“My mobile home has several defects. What are my rights and what can I do about this?”

– Maya H. (44), Dodge City, KS


There are several courses of action you can take, depending on factors such as the stage of your lease or homeownership, the nature of the defects, as well as the terms of your contract with the park, the dealer, or your home insurance provider.

First, you should make sure to document any and all defects you’ve identified in your home. Take clear photos and videos for visual documentation; don’t rely solely on your memory. This is so that, in case the remediation process becomes challenging, you will have concrete, legally viable evidence for your claims.

Depending on how recently the home was purchased, your home may still be under warranty. You should review your home’s warranty documents to determine whether it is still covered and see if the defects are covered under the policy. If so, you can contact the manufacturer or dealer to initiate a warranty claim. Additionally, if you have homeowners’ insurance, review your policy to see if it offers coverage for specific types of damage or defects.

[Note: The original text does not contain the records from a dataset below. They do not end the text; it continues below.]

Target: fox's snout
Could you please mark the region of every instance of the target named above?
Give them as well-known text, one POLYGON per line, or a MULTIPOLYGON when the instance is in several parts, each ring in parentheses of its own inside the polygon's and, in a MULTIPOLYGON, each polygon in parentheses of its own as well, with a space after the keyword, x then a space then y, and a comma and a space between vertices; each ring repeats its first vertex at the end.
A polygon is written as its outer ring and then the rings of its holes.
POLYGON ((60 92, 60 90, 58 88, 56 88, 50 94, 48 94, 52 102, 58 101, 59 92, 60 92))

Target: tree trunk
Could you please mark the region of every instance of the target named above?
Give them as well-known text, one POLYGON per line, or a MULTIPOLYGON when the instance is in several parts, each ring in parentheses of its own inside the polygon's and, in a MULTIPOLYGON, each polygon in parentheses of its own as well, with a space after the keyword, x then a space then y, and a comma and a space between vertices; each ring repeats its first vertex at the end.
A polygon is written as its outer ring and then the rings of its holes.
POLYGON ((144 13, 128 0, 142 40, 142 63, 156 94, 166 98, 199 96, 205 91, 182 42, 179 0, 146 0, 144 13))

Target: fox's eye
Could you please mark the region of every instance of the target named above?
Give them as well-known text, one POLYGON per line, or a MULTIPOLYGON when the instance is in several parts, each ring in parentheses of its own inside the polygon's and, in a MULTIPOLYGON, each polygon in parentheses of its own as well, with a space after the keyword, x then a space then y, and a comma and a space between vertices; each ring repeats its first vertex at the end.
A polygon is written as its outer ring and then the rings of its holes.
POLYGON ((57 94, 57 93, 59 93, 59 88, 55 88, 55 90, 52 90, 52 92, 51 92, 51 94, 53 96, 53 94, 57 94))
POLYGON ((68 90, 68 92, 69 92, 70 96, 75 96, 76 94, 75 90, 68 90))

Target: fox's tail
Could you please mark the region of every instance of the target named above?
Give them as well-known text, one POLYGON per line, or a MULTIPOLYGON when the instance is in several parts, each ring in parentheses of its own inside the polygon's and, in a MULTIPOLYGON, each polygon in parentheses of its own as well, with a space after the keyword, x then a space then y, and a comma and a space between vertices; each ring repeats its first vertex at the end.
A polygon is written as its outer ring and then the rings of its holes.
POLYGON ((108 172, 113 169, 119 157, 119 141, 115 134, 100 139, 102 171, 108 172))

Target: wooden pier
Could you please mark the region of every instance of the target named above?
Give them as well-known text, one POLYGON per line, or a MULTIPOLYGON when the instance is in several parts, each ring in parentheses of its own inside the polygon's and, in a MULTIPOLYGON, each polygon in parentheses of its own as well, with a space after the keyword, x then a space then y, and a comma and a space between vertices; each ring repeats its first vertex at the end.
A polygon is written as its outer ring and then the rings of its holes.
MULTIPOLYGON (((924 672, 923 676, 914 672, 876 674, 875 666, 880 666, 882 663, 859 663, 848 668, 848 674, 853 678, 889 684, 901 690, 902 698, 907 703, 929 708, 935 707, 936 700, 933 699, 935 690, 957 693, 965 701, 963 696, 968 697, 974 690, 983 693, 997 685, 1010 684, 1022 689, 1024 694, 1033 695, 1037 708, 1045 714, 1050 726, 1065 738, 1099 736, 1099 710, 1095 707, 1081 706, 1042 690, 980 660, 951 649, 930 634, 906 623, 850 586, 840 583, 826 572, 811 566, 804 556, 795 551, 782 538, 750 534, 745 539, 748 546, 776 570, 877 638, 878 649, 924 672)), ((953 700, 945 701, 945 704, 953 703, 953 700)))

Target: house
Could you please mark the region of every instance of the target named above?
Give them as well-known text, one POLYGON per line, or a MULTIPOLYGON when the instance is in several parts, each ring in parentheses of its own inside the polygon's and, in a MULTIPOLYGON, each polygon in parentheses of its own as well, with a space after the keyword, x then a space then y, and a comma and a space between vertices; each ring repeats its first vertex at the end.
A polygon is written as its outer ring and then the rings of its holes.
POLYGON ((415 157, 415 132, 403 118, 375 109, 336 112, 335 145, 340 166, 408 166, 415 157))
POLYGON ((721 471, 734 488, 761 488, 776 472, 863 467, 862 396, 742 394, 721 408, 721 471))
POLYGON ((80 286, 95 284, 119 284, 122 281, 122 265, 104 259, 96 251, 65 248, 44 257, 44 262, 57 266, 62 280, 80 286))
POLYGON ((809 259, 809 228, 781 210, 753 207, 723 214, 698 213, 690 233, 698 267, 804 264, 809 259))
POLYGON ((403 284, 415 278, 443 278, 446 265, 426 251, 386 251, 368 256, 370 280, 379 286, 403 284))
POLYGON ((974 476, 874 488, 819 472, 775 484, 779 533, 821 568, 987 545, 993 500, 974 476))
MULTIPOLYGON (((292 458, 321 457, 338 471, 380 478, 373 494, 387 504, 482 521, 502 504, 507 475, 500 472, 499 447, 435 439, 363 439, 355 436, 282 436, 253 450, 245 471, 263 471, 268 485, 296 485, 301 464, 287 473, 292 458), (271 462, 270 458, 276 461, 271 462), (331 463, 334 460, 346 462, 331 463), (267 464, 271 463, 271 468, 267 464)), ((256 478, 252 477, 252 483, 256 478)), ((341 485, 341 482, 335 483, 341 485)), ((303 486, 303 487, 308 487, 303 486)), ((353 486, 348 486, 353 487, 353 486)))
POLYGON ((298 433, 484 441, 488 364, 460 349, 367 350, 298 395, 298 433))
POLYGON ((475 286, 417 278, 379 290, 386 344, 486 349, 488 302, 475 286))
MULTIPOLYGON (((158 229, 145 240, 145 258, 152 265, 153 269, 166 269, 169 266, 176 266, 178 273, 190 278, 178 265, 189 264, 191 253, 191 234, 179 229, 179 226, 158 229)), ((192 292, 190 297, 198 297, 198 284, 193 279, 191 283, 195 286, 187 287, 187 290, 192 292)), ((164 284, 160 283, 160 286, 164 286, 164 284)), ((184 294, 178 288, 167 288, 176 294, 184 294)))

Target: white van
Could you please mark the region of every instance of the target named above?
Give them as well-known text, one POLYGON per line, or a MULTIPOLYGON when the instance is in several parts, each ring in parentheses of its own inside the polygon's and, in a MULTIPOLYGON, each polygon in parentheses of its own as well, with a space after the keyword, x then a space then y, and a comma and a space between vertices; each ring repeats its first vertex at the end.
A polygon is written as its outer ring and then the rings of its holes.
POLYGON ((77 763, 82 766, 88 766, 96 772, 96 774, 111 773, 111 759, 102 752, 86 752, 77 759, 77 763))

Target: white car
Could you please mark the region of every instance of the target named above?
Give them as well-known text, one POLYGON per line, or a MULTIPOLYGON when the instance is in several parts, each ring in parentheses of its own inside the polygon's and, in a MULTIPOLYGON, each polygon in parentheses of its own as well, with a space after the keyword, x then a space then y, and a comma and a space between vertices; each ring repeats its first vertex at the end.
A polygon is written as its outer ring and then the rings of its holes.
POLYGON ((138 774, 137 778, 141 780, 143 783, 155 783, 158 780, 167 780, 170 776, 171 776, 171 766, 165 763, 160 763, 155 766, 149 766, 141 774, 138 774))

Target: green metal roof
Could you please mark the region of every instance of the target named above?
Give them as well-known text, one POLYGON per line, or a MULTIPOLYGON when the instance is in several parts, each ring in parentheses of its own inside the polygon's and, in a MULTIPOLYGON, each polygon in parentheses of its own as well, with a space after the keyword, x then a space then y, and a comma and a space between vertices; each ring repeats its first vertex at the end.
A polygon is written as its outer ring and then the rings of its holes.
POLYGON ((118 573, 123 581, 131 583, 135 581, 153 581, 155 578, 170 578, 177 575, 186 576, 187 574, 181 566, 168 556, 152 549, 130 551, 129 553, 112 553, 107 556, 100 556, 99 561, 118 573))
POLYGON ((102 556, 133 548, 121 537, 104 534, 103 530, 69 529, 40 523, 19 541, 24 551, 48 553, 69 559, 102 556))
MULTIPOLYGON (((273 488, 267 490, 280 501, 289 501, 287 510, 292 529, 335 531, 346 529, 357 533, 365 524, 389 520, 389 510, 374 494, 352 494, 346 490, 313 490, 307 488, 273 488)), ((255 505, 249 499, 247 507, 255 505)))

If the defects are not covered by a warranty, or if your warranty has expired, contact the manufacturer or dealer from whom you purchased the mobile home and inquire about potential solutions or repairs. You may consider hiring a professional home inspector or contractor to assess the defects. Their evaluation can be useful if you need to negotiate with the manufacturer, dealer, or any third parties involved.

In some cases, mobile homes are subject to local building codes and regulations. If you believe the defects pose a safety hazard or are in violation of local codes, contact your local housing authority to report the issues and seek guidance on how to address them.

If your efforts to resolve the defects through communication with the relevant parties prove unsuccessful, you may choose to consult with an attorney who specializes in mobile home or consumer protection law. With that said, legal action should be considered as a last resort.

Finally, depending on the severity of the defects and your resources, you may need to make temporary or immediate repairs to address urgent safety or comfort concerns. However, this should only be done after thoroughly documenting the defects, and you should keep all receipts and records related to these repairs for potential reimbursement or legal action.


  • Visually document all defects in your home.
  • Review the warranty or homeowners’ insurance policy, if applicable.
  • Contact the party involved in selling or leasing the home to you (manufacturer, dealer, park management)
  • Hire a home inspector to assess the defects.
  • Reach out to local housing authorities if the defects present any safety hazards.
  • Take legal action as a last resort.
  • Make necessary repairs to urgent defects after documentation and keep all receipts and records.